New Deputy Mayor Likes Congestion Pricing—And Not Just for Bridges and Streets
The Real Estate Desk Aug. 12, 2010, 2:55 p.m.
In a lengthy interview with WNYC’s Andrea Bernstein, new Deputy Mayor Stephen Goldsmith—the one-time innovative mayor/rising Republican star from Indianapolis—let loose some of his feelings about government’s role in managing traffic.
In short: He likes variable pricing.
In addition to giving an extensive shout-out to congestion pricing and suggesting a push for it may return—which he has done before—he voiced support for taking a similar line on other forms of transportation: namely, buses, subways and parking.

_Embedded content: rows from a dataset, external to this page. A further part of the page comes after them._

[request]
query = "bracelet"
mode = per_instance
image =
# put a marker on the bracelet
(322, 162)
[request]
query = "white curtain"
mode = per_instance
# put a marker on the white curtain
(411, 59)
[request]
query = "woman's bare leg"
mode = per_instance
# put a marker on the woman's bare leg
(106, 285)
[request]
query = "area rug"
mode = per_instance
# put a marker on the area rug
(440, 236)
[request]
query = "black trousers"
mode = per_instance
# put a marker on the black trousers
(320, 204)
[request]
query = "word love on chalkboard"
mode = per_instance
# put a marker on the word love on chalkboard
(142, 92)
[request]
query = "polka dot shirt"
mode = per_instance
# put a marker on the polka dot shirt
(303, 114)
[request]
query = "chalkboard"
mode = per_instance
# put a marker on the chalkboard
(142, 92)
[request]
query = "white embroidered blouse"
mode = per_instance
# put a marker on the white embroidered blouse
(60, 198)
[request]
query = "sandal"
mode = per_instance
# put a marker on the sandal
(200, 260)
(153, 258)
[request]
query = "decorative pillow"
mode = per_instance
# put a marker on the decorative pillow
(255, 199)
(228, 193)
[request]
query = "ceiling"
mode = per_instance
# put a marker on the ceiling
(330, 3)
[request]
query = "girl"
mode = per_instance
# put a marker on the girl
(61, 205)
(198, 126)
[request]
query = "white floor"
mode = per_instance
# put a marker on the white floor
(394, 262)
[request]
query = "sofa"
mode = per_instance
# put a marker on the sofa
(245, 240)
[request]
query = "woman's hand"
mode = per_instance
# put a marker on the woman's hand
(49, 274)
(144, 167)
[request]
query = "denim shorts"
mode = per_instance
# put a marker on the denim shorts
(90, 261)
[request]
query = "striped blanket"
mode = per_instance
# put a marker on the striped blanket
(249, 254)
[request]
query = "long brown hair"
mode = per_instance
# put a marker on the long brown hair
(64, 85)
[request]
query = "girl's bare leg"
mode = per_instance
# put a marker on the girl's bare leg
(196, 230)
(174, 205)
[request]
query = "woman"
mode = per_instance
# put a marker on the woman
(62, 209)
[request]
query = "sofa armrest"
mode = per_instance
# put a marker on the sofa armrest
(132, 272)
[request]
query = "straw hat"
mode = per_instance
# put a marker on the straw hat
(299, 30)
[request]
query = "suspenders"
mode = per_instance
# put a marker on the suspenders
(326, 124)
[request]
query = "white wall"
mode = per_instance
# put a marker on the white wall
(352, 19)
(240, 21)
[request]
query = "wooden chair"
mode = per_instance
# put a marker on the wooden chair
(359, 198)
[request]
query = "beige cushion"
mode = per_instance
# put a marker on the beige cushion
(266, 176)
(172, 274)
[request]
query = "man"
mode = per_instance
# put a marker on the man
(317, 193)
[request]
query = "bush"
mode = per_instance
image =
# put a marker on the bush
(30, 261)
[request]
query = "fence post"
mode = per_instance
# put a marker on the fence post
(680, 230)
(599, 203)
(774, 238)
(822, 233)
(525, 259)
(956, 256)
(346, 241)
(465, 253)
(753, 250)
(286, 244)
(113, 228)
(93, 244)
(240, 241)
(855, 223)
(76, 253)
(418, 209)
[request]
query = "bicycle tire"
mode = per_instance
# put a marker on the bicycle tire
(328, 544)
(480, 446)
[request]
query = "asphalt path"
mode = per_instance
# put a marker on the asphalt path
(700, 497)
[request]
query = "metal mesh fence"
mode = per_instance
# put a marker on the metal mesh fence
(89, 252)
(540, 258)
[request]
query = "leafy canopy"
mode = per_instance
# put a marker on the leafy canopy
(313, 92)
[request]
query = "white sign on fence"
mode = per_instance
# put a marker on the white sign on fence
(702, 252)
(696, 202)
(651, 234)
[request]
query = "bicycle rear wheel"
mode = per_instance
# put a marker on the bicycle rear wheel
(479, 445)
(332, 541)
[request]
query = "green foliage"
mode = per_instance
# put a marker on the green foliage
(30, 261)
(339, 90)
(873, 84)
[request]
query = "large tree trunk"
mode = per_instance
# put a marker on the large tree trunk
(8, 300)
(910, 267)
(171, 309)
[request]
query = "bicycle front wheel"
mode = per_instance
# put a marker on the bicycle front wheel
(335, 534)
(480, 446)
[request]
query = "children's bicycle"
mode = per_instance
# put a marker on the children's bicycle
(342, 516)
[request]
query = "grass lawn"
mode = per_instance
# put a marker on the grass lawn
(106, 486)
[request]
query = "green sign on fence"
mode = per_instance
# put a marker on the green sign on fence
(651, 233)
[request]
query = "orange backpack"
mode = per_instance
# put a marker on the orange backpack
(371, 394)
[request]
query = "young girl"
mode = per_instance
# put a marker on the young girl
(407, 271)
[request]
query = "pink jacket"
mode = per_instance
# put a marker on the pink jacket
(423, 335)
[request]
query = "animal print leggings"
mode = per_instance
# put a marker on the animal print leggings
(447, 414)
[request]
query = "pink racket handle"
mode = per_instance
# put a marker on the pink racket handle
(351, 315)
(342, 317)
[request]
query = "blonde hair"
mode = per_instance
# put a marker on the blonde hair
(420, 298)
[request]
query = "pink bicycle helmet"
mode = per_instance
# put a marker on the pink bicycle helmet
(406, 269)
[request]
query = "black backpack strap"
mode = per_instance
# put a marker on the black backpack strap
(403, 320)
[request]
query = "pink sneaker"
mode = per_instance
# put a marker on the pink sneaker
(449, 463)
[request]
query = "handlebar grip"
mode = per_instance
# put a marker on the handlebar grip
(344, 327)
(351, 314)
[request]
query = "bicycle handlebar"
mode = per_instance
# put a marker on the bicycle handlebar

Here’s what he said, when asked about congestion pricing:
I think what the mayor tried to do with congestion pricing is not important just because it raises money. I think it’s important because it makes better use of our bridges and roads. And I think the same could apply to buses or subways or parking and the like. And when we give citizens broad signals – pricing – and they can make decisions about what’s in their best interests, that’s the way New York should run.
Variable pricing for parking is something that wouldn’t be all that hard to implement, and, in fact, the city has a few pilots going in which meters have higher prices during peak hours. Subways and buses would be much more of a leap, given that any proposed change to M.T.A. fares is inevitably met with a cacophony of criticism.